- Born: 24 July 1874 Glasgow, Scotland
- Died: 19 June 1939 London, England
- Education: University of Glasgow
- Known for: first woman to graduate with a BSc from the University of Glasgow research contribution to the understanding of radioactive decay
- Awards: Advanced Practical Physiology (University of Glasgow)
- Scientific career
- Workplaces: British Admiralty University of Glasgow Ashburne House Hall

= Ruth Pirret =

Scottish scientist working in radioactivity

Ruth Pirret (24 July 1874 – 19 June 1939) was a Scottish scientist working in the field of radioactivity and the first woman to graduate from the University of Glasgow with a BSc. She was the second woman to register as a research student at the university after Louise McIlroy. Her research contributed to the understanding of radioactive decay.

== Biography ==
Pirret was born on 24 July 1874 to Violet Brown and Reverend David Pirret in Milton, Glasgow.

In 1892 she matriculated at the University of Glasgow, one of the first women to do so. While a student she won eight prizes including the Advanced Practical Physiology. She graduated with a BSc in Pure Science on 12 April 1898, the first woman at the university to graduate with a BSc.

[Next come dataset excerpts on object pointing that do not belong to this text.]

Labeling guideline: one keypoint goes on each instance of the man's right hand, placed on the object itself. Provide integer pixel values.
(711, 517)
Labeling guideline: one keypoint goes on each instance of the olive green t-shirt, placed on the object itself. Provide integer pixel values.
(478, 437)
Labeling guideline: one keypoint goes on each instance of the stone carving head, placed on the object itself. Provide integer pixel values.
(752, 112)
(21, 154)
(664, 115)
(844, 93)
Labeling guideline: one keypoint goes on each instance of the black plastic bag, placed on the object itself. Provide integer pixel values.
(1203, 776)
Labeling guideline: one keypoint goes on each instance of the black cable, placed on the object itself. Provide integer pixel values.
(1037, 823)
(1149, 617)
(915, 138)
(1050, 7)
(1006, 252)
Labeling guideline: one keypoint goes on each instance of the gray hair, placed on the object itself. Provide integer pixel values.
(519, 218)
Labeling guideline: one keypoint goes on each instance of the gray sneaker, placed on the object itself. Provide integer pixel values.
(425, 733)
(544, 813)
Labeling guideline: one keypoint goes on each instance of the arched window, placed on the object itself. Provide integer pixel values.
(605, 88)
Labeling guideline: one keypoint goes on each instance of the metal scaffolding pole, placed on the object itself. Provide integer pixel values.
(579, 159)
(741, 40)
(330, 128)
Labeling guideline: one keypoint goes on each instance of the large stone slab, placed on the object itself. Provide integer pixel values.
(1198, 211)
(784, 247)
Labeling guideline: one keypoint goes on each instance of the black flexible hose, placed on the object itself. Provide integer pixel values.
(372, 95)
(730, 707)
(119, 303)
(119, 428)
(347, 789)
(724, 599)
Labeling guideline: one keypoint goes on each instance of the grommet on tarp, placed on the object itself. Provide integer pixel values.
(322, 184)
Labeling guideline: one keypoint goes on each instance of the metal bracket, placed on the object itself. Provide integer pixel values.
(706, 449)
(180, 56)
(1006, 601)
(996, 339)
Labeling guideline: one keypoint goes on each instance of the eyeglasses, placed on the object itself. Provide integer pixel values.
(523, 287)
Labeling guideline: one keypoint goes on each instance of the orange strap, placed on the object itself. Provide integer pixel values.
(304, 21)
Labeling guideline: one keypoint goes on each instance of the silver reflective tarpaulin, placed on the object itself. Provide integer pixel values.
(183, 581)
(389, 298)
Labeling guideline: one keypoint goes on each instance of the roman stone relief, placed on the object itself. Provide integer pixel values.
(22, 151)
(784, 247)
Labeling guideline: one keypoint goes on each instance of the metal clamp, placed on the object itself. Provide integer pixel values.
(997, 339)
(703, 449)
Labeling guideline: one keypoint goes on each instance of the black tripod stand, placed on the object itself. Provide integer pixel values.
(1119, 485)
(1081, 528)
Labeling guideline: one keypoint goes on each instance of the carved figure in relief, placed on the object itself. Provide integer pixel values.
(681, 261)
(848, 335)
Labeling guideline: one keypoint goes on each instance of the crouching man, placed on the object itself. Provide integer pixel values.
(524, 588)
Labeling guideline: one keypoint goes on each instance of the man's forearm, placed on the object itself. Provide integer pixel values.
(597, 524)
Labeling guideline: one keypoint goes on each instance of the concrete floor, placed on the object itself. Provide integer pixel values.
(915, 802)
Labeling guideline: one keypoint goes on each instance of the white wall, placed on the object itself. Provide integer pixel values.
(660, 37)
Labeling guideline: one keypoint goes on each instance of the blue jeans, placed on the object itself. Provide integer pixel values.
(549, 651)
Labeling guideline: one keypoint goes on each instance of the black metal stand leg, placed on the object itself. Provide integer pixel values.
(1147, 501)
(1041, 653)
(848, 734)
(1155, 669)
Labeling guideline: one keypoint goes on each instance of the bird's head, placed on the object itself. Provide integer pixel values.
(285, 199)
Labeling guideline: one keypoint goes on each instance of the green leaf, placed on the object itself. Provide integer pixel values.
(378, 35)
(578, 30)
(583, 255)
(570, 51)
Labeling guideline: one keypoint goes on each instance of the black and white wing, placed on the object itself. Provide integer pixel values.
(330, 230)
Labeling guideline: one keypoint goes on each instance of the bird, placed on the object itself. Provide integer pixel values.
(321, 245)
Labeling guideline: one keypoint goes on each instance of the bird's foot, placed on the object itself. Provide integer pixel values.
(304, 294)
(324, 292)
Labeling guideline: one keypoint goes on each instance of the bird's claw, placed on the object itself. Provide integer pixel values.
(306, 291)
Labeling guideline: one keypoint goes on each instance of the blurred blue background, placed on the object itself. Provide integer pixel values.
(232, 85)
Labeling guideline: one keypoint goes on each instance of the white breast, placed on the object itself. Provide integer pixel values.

After graduation she taught at schools in Kilmacolm and Newcastle.

She returned to the University of Glasgow in 1909, registering to be research assistant, only the second woman to do so at the university. She researched the chemistry of radioactive elements with Frederick Soddy in 1909, developing the disintegration theory of radioactivity and publishing 'The ratio between uranium and radium in minerals'.

During World War I she researched corrosion of boilers in marine engines for the British Admiralty.

She became Vice Warden of Ashburne House Hall in Manchester before moving to London where she shared a house with sister Mary Margaret Pirret (1876-1942), a physician.

She died in London on 19 June 1939.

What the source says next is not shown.